What sets Holo’s approach to copper 3D printing is its focus on accessible scale production. This team isn’t looking to occasionally create one-off interesting copper parts every so often. The company’s 20,000-square-foot Bay Area production facility has the capacity for tens of thousands of customer parts on a monthly basis.

Inside Holo

To better understand what’s happening in Holo, CEO Hal Zarem, PhD, and Chief Strategy Officer, President, and Co-Founder Arian Aghababaie, PhD shared more insights into the company’s capabilities and strategies.

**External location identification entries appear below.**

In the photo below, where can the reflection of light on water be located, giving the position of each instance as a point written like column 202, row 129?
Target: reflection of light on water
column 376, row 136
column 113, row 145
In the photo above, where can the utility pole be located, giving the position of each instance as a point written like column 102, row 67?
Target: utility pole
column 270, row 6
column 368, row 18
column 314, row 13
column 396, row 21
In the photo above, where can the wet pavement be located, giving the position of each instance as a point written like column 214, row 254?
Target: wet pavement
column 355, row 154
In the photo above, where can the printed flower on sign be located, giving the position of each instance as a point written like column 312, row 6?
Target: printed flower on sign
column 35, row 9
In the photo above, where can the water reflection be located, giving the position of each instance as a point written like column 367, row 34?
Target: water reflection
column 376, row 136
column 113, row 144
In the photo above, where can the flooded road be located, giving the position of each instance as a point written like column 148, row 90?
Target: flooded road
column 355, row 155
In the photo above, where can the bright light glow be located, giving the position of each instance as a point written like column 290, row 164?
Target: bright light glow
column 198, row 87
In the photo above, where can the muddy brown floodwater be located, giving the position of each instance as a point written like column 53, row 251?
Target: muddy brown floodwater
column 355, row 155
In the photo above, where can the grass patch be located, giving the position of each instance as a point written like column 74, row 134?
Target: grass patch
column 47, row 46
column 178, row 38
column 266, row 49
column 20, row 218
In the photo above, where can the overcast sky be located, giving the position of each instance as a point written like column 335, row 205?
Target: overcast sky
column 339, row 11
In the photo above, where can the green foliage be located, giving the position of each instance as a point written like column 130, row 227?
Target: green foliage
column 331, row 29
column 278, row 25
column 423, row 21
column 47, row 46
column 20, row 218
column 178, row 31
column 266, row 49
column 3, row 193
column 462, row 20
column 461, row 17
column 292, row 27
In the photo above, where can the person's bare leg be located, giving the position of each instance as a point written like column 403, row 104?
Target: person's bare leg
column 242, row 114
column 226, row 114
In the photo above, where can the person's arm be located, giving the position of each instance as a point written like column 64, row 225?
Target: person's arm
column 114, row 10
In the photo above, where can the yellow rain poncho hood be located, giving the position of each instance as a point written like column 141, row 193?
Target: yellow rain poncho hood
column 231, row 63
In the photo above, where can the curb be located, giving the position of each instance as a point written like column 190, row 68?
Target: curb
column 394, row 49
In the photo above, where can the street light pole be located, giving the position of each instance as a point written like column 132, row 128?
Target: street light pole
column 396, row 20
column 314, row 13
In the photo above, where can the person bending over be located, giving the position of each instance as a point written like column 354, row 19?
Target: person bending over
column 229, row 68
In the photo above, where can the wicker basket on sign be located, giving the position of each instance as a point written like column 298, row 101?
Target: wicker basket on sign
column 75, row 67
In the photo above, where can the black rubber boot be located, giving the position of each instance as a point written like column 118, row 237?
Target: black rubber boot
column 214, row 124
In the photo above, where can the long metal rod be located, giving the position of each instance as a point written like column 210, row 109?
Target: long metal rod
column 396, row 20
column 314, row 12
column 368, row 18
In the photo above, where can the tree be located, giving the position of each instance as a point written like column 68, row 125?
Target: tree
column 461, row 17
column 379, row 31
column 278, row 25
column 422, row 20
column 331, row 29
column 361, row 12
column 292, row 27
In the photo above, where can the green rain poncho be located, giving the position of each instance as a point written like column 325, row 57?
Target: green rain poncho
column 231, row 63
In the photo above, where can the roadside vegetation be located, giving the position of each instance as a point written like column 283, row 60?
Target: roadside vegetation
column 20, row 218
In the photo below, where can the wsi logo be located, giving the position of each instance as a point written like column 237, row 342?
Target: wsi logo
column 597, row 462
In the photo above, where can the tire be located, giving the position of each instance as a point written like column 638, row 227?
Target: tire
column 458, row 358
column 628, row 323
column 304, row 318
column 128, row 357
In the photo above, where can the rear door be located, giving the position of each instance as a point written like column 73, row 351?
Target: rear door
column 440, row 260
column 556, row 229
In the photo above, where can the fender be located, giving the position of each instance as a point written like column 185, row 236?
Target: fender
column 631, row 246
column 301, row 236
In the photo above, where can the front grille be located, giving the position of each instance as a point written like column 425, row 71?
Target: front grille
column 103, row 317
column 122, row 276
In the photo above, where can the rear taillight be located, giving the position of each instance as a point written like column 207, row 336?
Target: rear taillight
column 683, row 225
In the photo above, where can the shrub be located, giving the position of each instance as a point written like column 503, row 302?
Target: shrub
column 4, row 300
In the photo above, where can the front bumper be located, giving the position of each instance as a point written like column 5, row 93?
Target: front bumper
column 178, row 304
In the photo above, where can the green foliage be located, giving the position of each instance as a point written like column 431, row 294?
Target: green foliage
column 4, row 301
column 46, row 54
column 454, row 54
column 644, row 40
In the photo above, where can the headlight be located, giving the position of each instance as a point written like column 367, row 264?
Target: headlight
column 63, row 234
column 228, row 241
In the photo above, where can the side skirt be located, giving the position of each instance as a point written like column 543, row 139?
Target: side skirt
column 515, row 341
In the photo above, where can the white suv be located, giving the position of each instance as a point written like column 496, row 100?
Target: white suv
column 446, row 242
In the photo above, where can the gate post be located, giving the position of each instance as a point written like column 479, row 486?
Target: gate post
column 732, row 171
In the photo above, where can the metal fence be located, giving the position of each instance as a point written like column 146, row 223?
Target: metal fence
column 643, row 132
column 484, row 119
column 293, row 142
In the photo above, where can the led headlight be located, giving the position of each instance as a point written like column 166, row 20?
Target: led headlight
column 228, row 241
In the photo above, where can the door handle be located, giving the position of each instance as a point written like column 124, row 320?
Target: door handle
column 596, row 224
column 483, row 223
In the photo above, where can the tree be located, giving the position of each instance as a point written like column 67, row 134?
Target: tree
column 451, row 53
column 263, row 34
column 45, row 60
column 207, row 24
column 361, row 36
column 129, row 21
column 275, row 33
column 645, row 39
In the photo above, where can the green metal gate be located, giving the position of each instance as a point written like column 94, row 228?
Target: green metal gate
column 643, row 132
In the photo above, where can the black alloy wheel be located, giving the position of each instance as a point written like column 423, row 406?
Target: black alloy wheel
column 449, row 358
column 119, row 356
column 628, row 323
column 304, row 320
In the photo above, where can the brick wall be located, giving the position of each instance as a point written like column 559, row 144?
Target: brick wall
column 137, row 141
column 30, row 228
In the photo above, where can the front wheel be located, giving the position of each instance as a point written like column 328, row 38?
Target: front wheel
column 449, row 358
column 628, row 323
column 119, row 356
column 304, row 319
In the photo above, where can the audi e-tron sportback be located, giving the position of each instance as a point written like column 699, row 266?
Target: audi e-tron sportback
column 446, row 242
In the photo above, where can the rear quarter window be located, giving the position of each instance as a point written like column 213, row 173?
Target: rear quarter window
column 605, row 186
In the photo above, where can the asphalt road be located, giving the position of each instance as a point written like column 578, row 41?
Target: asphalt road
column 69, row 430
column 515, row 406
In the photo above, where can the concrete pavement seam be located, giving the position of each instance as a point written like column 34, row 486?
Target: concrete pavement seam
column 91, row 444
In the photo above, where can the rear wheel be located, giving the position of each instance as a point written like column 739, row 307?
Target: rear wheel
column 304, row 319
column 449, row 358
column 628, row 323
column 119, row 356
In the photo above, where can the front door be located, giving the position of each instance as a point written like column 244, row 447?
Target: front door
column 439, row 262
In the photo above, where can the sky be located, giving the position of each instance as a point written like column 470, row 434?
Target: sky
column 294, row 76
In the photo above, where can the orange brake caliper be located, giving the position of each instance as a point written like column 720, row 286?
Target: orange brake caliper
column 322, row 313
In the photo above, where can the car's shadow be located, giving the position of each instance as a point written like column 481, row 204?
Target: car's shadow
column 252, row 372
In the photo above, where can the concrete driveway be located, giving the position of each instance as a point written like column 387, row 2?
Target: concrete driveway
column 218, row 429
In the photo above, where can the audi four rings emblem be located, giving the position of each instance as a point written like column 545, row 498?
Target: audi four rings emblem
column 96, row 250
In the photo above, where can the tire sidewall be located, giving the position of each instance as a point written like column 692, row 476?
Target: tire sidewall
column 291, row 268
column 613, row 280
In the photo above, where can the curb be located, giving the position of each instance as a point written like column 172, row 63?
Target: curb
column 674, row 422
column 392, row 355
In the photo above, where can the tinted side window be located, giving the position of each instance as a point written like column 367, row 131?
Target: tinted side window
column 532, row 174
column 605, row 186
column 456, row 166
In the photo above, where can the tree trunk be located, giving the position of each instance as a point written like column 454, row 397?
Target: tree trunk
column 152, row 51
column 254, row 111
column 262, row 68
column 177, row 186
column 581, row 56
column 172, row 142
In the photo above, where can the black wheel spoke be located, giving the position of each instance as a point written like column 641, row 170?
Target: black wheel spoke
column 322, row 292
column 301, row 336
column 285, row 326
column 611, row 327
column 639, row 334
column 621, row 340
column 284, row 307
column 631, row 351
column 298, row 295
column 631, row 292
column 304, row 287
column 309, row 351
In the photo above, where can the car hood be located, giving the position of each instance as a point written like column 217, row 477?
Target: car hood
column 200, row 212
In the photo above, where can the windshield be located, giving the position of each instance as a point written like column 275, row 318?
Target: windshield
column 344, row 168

These two executives’ backgrounds inform a lot of the overall Holo strategy. Zarem, with a “background running startups in Silicon Valley in the materials, hardware, and devices space,” says that “what Holo does is very natural to me.” His leadership will guide the young company’s path, and that background in scaling up Silicon Valley startups will be key. For Aghababaie’s part, a decade of experience in the AM space has included work on DLP/SLA 3D printing technology. “What we’re doing at Holo is an extension of that technology, extending from polymer to metal,” he noted. Autodesk had acquired his former company in 2014 to focus on that work, eventually introducing the short-lived but ambitious Ember 3D printer project; Aghababaie stayed onboard for the 2017 spinout that would become Holo.

Expertise across both technology and strategy is crucial for actually commercializing a successful new enterprise. While most 3D printing operations today focus on selling and installing 3D printers, Holo is taking a more direct-to-customer route.

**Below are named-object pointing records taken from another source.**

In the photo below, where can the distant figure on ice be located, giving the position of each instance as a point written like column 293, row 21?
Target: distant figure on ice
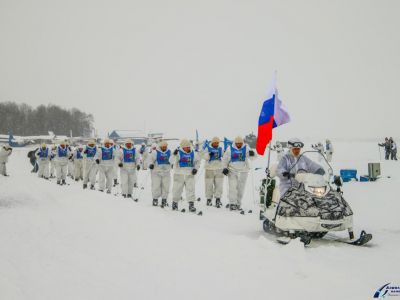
column 160, row 168
column 128, row 162
column 292, row 162
column 236, row 166
column 43, row 156
column 387, row 145
column 78, row 163
column 105, row 157
column 62, row 157
column 186, row 162
column 5, row 152
column 32, row 159
column 393, row 151
column 89, row 165
column 320, row 148
column 214, row 179
column 144, row 153
column 328, row 150
column 279, row 150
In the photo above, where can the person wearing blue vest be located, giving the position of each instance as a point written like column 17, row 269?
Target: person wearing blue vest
column 236, row 166
column 328, row 150
column 160, row 169
column 62, row 156
column 89, row 165
column 214, row 179
column 78, row 163
column 128, row 160
column 43, row 160
column 185, row 163
column 105, row 159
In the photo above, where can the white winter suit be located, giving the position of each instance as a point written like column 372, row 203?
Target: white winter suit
column 61, row 161
column 43, row 161
column 161, row 174
column 78, row 164
column 89, row 165
column 130, row 159
column 4, row 154
column 106, row 157
column 237, row 162
column 214, row 179
column 183, row 164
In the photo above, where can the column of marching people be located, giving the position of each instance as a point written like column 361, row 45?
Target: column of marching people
column 100, row 164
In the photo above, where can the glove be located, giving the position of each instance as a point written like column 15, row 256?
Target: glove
column 288, row 175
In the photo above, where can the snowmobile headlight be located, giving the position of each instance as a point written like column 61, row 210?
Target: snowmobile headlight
column 318, row 191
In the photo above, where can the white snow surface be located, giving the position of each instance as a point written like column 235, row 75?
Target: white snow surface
column 69, row 243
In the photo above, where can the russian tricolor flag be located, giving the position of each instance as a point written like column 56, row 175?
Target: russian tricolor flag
column 273, row 114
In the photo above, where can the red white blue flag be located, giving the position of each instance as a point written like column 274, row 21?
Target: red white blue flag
column 273, row 114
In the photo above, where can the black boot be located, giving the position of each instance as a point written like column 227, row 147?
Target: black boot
column 191, row 207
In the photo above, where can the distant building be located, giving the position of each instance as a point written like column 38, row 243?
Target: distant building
column 138, row 136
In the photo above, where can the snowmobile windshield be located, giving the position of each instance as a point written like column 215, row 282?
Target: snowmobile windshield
column 319, row 159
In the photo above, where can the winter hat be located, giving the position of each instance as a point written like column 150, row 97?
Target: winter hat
column 239, row 140
column 215, row 139
column 129, row 141
column 185, row 143
column 163, row 144
column 295, row 143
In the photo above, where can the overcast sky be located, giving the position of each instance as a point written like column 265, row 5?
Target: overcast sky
column 174, row 66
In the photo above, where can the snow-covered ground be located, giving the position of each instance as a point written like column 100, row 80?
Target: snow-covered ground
column 68, row 243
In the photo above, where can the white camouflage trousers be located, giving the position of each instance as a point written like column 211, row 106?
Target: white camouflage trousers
column 180, row 182
column 128, row 180
column 160, row 182
column 214, row 180
column 237, row 184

“We’re focusing on selling parts primarily, rather than selling the equipment,” Zarem said simply. “This lowers the barriers to adoption for this technology. Our customers many times don’t want to buy and operate a printer. Even if they do, they don’t want to take a year to raise capital and implement training. We can go from a file sent to us to a part in a few days to a few weeks. That has been very welcome to our customer base. Combining that with the low-cost nature of our metal printing, we have been able to access a set of applications that would never consider 3D printing.”

That customer base is built up of users drawn to copper’s unique conductive capabilities. Among key applications, Holo highlights the high-performance computer market, electric vehicles, complex electrical interconnects, RF antennas, and heat exchangers.

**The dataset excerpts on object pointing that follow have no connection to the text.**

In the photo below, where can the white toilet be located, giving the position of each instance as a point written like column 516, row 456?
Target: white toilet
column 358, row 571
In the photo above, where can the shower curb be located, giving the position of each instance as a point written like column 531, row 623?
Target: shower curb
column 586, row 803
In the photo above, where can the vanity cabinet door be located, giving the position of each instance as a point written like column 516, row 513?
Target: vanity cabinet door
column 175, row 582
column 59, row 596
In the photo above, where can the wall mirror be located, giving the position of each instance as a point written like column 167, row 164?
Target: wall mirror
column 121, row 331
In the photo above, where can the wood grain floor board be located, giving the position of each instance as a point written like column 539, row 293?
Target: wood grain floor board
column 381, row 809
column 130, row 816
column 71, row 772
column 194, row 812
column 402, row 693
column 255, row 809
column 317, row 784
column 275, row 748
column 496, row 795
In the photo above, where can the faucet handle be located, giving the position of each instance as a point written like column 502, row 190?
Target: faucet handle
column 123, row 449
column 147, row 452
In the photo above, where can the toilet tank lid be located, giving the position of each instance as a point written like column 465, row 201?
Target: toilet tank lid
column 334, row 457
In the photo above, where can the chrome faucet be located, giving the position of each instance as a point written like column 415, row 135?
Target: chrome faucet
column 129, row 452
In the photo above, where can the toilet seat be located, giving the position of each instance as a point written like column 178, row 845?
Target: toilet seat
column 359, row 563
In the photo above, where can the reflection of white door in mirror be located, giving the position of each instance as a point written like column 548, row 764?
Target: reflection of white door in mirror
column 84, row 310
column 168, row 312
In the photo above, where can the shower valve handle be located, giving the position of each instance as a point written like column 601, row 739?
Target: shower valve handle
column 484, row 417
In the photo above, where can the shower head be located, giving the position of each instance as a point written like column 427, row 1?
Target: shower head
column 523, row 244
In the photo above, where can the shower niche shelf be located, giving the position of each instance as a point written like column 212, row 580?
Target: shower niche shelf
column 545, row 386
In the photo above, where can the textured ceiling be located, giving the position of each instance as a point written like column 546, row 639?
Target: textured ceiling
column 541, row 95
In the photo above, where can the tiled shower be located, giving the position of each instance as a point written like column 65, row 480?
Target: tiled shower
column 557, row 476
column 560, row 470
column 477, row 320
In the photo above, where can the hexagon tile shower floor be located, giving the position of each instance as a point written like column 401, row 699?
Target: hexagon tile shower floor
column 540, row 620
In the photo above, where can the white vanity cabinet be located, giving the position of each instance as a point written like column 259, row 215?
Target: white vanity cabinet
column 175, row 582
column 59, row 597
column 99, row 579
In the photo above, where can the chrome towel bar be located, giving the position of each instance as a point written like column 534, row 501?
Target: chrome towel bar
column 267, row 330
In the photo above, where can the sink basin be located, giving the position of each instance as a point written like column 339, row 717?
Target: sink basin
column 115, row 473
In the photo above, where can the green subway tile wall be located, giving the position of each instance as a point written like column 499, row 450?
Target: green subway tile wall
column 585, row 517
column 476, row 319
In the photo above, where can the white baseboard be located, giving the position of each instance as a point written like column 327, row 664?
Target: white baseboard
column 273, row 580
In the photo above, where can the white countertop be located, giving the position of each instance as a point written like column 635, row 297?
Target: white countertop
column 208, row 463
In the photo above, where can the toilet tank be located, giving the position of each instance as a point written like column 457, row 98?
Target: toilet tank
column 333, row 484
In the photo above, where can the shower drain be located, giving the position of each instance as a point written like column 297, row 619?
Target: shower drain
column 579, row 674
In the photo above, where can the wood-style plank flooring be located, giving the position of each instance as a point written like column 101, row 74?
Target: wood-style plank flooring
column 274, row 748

With stainless steel next up for consideration, and some customers already sampling this forthcoming capability, applications across demanding industries like aerospace and medical may also be opening up. Other metals and ceramics are also on the horizon as Holo eyes expansion.

Currently, leading customers are using PureForm parts for high-end cooling needs: think semiconductors, data processing, electronics. These, Zarem added, are “volume applications you don’t typically associate with additive manufacturing.”

Holo’s DLP-based technology relies on two notable aspects that position it uniquely in the metal 3D printing space: slurry material and high-speed, high-resolution production. Combined with meeting a need — high-end parts — and removing the barrier of investing in new capital equipment and the training to go along with it, Holo seems to be hitting a sweet spot when it comes to production-focused AM.

“The applications we’re going after are where our customers are using tens of thousands to sometimes hundreds of thousands of parts per month in a similar approach. This is the kind of volume market that metal additive has never been able to access previously,” Aghababaie said.

The Holo team is currently about 25 employees strong, “mostly in engineering,” the CEO added. He expects that team size to double this year. A Series B financing round is also in the plans for 2021, as Zarem hopes to see Holo joining the ranks of well-financed AM companies.